The most valuable of the entertainment companies is Walt Disney Co. (NYSE: DIS), which has a market cap of around $149 billion and owns both the lucrative Stars Wars and Marvel Comics franchises. To say nothing of the famous Mouse and the ABC and ESPN networks. Disney shares traded down less than 1% Wednesday, indicating that investors consider the company a more likely acquirer than a target. That is a reasonable assumption.

ALSO READ: Why Disney Shares May Be Headed Up to $100, With or Without Star Wars

Could Disney go shopping for, say, Paramount Studios, currently included in the Viacom Inc. (NASDAQ: VIAB) stable? Viacom’s market cap is around $36 billion, just higher than the nearly $34 billion value of CBS Corp. (NYSE: CBS). Or could Viacom try to pick up CBS? Viacom’s shares were up more than 4% and it looks to us more like a target than a buyer. Same with CBS, where the stock price is up 1.5%.

And then there is Sony Corp. (NYSE: SNE) and its Sony Pictures Entertainment group. Activist investor Daniel Loeb, head of hedge fund Third Point, last year suggested that Sony spin off 15% to 20% of the entertainment company’s U.S. assets and cut back on expenses at the studio. Sony CEO Kazuo Hirai told Variety in February, “I’m not even entertaining the notion of selling our entertainment assets.”

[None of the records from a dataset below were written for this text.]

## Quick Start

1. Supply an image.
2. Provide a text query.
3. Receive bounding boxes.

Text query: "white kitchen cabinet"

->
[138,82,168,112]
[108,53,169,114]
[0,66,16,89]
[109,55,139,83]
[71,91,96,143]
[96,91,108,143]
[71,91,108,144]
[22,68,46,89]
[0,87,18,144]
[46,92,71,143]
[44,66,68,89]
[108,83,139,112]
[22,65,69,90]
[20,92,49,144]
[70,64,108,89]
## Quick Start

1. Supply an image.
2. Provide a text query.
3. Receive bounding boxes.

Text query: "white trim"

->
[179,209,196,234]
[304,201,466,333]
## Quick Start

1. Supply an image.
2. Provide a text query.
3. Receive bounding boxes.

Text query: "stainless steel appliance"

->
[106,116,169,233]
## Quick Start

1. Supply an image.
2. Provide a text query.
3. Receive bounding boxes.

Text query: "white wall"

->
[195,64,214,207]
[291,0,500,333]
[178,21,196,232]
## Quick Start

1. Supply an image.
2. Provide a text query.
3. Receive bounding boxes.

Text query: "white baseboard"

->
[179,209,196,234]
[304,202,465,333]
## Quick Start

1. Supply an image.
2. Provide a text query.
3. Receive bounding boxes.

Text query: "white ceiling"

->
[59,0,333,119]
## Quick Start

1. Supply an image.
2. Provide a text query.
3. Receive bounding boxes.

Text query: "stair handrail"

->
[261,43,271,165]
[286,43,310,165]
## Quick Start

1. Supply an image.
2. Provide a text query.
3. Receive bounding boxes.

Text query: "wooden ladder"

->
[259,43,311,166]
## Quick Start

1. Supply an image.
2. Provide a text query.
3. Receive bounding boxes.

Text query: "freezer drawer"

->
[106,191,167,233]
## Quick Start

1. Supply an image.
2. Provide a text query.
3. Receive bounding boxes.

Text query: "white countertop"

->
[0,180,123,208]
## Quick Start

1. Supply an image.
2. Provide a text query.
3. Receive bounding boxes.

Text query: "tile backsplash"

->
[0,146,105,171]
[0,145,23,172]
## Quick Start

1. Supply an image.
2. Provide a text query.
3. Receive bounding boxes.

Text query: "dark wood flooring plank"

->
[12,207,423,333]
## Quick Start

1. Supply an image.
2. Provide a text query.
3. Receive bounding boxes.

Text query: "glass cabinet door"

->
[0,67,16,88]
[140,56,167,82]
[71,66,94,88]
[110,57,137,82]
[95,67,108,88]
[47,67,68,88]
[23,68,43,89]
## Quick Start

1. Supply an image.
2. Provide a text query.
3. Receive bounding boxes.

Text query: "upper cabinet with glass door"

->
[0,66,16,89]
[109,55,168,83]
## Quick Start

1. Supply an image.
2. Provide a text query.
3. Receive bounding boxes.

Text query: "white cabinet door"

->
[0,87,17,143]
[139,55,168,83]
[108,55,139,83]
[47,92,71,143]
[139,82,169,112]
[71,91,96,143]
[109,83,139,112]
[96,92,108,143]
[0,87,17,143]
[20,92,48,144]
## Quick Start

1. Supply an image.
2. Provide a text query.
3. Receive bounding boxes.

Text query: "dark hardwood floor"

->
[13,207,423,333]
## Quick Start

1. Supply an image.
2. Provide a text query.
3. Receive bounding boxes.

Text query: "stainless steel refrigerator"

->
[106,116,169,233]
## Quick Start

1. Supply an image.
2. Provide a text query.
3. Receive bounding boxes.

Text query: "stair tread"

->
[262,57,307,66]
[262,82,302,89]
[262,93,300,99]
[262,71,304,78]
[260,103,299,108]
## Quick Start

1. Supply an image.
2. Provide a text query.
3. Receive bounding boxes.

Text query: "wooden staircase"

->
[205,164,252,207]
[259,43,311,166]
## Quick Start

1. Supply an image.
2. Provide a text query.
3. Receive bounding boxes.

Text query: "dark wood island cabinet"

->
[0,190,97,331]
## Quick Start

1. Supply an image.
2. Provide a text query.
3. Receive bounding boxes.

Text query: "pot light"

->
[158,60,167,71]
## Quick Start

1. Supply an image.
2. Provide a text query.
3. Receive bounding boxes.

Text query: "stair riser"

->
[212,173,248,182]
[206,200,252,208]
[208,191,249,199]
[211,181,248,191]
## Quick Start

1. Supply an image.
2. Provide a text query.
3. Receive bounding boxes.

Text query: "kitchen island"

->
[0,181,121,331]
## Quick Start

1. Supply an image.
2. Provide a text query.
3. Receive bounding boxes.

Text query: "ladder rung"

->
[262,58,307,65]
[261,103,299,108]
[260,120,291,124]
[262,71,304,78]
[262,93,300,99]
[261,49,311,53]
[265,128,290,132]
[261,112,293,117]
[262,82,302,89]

Despite Hirai’s comments, if the belt-tightening the company has introduced does not produce better revenues and higher profits, a spin-off or a sale of the movie business could be a real option. Sony’s market cap is under $18 billion, making it an even more appealing target, and its shares were trading higher by nearly 1.5% Wednesday morning.

One other possibility is privately held Univision Communications. The Spanish-language network is owned by a consortium of private equity firms under the name Broadcasting Media Partners. Both CBS and Time Warner are said to have taken a look at the company and decided to pass, likely due to Univision’s content-sharing deal with Grupo Televisa SAB (NYSE: TV), which currently collects 12% of Univision’s gross revenues and will see that share grow to 18% in 2018.

ALSO READ: FCC Names Power Lineups to Review Big Media Mergers

Time Warner shares were up about 16% in the noon hour Wednesday to $82.34, after posting a new 52-week high of $84.40 earlier in the morning. The stock’s 52-week low is $57.59.

Twenty-First Century Fox shares were down about more than 4.5%, at $33.55 in a 52-week range of $29.42 to $36.43.